When the contestants realize the game’s deadly nature, they hold a vote to determine whether it should be terminated. By one vote, the decision passes, but the organizers say people can return if they want to. Of course, the contestants go back to their lives, to the grinding inescapable misery of debt and exploitation, and then the vast majority make the choice to return. At least in the games you know the rules, and the punishment, whilst fatal, is more honest.

The latest monster of capitalism, then, is not just the vampiric creature in the castle, but a far more abstract and universal danger. Debt is a gothic creature, trapping us all within the confines of capitalism whilst whispering the possibility of freedom in our ears. In a system predicated not on freedom but economic exploitation, democracy is a hollow joke, an illusion of choice that serves merely to underscore the degree to which the status quo is violently enforced.

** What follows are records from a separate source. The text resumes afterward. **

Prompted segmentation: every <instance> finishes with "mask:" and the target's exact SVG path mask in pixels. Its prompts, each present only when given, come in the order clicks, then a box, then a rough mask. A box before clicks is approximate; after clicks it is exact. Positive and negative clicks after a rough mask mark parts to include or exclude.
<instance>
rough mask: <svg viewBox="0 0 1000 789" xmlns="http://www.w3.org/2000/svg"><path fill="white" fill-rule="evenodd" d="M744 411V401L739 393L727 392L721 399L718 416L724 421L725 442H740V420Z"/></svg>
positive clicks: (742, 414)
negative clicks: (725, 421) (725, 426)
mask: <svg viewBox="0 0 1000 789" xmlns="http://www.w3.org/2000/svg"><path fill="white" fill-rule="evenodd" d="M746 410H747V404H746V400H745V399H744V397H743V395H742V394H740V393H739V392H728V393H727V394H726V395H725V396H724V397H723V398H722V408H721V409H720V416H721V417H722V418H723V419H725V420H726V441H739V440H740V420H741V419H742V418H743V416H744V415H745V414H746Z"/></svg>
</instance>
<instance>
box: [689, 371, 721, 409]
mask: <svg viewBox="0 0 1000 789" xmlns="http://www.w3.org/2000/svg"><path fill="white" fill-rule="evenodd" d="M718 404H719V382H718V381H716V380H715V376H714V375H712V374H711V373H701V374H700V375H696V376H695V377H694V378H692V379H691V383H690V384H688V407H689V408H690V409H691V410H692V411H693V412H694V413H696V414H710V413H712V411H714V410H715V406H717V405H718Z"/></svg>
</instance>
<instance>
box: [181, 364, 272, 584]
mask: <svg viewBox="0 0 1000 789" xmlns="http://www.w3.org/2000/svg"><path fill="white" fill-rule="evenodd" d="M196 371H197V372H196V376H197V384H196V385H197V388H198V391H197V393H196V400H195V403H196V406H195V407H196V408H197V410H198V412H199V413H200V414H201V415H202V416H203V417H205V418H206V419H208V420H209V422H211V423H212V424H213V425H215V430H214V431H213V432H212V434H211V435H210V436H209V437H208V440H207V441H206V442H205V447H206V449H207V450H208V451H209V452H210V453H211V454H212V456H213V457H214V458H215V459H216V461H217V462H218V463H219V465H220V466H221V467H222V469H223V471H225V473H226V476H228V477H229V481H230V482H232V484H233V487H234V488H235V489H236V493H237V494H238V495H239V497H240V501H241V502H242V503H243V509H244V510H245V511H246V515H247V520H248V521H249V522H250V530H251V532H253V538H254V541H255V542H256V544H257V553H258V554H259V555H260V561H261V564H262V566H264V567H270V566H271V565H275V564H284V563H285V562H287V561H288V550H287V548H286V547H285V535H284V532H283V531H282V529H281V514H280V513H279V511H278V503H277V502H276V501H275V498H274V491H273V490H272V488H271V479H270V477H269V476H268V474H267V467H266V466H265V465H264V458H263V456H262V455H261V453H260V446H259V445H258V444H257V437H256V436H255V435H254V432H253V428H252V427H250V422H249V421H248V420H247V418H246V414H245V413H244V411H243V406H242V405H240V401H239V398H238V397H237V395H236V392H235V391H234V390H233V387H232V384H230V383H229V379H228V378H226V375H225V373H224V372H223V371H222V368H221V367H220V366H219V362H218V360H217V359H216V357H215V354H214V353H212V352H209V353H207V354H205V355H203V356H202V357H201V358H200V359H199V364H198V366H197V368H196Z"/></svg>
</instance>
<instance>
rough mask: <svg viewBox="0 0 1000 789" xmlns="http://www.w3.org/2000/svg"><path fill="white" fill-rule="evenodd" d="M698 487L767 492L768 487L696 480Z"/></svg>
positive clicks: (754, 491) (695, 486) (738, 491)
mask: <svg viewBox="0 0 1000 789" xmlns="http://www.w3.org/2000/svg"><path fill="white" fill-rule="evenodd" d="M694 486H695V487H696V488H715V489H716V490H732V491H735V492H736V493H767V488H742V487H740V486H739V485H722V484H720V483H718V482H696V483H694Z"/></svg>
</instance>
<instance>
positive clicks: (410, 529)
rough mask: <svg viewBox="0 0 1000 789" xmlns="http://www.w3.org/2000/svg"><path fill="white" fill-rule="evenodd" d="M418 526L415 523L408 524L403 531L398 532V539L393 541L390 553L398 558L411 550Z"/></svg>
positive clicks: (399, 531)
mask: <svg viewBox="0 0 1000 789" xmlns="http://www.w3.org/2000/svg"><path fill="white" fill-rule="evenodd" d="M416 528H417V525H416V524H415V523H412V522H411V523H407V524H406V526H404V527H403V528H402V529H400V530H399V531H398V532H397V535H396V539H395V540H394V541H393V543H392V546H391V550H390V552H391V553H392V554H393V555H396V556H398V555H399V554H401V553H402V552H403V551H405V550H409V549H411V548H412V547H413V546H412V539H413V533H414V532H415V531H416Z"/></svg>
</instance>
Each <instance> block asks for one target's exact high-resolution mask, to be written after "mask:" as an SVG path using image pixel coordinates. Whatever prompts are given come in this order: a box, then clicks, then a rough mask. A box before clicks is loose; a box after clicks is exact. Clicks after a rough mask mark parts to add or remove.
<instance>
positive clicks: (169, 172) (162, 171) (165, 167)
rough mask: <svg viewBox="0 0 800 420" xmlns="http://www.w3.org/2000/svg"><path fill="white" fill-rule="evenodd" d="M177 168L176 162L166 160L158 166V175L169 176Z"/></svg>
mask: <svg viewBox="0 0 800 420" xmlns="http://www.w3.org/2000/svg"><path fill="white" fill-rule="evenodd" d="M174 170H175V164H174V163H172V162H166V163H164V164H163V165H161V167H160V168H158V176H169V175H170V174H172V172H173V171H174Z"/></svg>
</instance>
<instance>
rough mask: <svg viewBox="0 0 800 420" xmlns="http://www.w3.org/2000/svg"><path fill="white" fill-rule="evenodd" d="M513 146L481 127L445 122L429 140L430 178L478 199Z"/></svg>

All the players voted to terminate the games and yet the system in which they’re constrained brought them right back to play. What is the difference for Gi-hun between the police who beat his friends to death in front of him for the crime of being a worker and the masked men with machine guns who will shoot him in the head for failing at a child’s game? You can fall into debt though trying to better your conditions at work, ill health or just bad luck, and so the wager in Squid Game is that it might be better to get to see the bullet that will kill you coming, rather than the slow death from 1,000 cuts of the debt trap you can’t escape.

Canadian consumer debt recently broke the $2 trillion mark, pushed up by mortgages — a kind of debt that is essential to avoid homelessness. Yet even then, homes are not just a need, but an asset too, and so home equity lines of credit have increased massively in the last year. Even if most of that is paid back, there will be countless families who find that their home becomes possessed, taken over by debt.

It’s a classic horror movie set-up, isn’t it? Can you hear the whisper? It’s already inside your house. And this is perhaps one of the main reasons for Squid Game’s success — the recognition that for all of the differences between those playing the game and us watching, we are all caught by the very same monsters.

Here then the value of thinking not just about Halloween, but horror, as an essential way of understanding our lives under capitalism, becomes clearer. Halloween can function as a cultural space wherein we recognize the monsters on screen as articulations of our collective fears, and find new ways of comprehending how capitalism has us all in its grip.